Dünyaya sığmadığını düşündüğüm sayıda insan, yiyor-dışkılıyor, kullanıyor- atık üretiyor.
Aslında kontrol kaybedilmişe benziyor. Kapitalizm, liberalizm. Karlılık.
Karlılık kim için. Kimin kar etmesi için bunca tüketim.
İnsanlığa daha rahat ve mutlu yaşam sunmak için derlerken, kandırmıyorlar mı acaba.
Pastadan pay almak, pastadan fazla pay almak…..
Pastadan pay almak, sırtlanların leşi kapışmasına benzemiyor mu.
Üretim-tüketim;
Üretilenler tüketilir.
Kullanılır, atılır. Atık olur, yani çöp.
Yoktan var edemiyoruz biz insanlar, varı da yok edemiyoruz. Bizimkisi sadece şekil değiştirtmek.
Yerkürenin doğasına uygun yapısına müdahale ediyoruz. Geliştirdiğimiz teknolojilerle, şimdilerde daha da etkili yumruklar indiriyoruz.
İşlem tamamlandığında elde kalan ürün atık (ÇÖP) oluyor. Son ürün.
Galaksinin, Samanyolu veya güneş sistemi yıldızlarının, aralarında bir çöplük gezegeni olmasını isteyeceklerini hiç sanmam.
*Oğlum ne bu pislik, silkelen, toparlan, kendine gel. Ne bu rezillik.*
Denecektir bir gün.
Al sana KIYAMET tellallığı.
Akl-ı selim, düşün, yani insanın kendisi, yaşadığı platformu kendi iradesiyle al baştan düzenleyemez mi acaba. Yaratılışında böyle bir yeteneği yok mu acaba.
Bence var.
Düzen, canlı yaşamının sonlu olmasına göre kurulmuş. Bu düzende ömrün; değil sonsuz, gereğinden uzun olması bile felaket olurdu.
Büyük bir yanlış var.
Sınırlı ömrü hazmedemeyenlerin egemenliğidir yanlış olan.
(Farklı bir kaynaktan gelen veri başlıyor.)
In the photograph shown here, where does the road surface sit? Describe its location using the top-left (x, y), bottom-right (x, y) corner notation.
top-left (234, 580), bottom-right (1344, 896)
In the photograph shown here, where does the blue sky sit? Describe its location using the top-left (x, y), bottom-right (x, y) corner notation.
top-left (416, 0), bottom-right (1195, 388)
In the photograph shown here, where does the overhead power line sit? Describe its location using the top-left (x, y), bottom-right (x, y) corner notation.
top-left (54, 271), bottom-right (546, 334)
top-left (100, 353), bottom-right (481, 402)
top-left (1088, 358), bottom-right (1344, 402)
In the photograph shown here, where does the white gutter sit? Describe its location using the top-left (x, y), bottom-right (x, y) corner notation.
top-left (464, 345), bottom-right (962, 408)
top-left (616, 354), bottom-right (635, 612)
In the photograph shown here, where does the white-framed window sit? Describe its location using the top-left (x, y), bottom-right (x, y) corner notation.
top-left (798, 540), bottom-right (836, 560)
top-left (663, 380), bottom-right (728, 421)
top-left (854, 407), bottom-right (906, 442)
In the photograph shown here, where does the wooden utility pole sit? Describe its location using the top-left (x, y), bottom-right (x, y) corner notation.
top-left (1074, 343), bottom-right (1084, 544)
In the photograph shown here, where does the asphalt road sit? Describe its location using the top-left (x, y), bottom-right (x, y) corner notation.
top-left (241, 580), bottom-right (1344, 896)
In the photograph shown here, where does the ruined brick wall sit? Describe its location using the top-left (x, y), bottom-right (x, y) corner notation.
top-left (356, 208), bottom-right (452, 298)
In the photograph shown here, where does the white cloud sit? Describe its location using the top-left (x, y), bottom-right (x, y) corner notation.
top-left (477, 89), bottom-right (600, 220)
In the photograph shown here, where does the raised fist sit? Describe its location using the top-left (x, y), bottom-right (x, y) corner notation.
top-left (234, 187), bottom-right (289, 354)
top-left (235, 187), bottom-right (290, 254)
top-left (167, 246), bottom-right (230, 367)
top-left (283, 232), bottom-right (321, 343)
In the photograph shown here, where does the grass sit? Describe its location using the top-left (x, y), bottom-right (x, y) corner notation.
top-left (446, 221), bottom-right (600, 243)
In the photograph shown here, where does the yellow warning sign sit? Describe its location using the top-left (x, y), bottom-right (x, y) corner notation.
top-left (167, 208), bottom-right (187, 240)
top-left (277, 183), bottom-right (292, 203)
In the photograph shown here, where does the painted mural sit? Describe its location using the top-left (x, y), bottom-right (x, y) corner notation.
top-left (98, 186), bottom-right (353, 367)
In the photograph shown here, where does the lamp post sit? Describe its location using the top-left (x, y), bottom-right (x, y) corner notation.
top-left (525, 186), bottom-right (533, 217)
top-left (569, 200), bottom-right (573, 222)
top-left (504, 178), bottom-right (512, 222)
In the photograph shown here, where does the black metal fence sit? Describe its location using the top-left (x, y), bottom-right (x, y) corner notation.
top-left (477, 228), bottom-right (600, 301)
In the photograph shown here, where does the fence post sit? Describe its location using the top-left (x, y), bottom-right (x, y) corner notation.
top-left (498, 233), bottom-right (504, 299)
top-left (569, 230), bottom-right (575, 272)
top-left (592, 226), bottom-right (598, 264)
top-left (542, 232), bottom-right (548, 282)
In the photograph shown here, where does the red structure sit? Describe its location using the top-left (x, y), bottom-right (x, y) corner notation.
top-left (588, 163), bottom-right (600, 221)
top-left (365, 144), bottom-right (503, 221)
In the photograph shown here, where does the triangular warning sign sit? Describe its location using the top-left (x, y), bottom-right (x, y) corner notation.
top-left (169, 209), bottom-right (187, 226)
Gereksinimlerin saptanmasındadır yanlış.
Canlı kendi gereksinimini kendi saptamalıdır. Yani iradesi elinden alınmamalıdır.
Alınırsa ne olur. Daha gerçekçi deyişle * alındı da ne oldu* ?
Birey eşekleşti. Verileni yer, koşulanı giyer oldu.
Oysa akl-ı selim/basiret/sağduyu ve düşün/felsefe eşeklerde değil insanlarda oluyordu.
****
Kıyamet, Arapça bir sözcük. Kıyam/dikilme ayakta durma, ayağa kalkma, hazırola geçme gibi yorumluyorum.
Kıyamet de çoğulu olmalı. Dinsel yükü fazla bir sözcük.
Yatmakta olan herkes ayağa kalkacak. Ama bu kalkış anından önce ayaktakilerin hepsi yatmış olmalı. Yani ölmüş.
Kıyamet günü arzulanarak mı beklenir, korkularak mı beklenir, bilemiyorum da, KIYAMETİN KOPMASInı çevremden hep korkunçluk olarak algıladım. Felaketlerin en büyüğü, dünyanın sonu.
Aslında inananların korkmamaları gerekir dünyanın sonundan.
Öyle ya konuksun burada. Hep beraber, asıl ve sürekli yaşama kavuşacağız. Ayağa kalkacağız orada. Buradaki eşeklik de sona erecek.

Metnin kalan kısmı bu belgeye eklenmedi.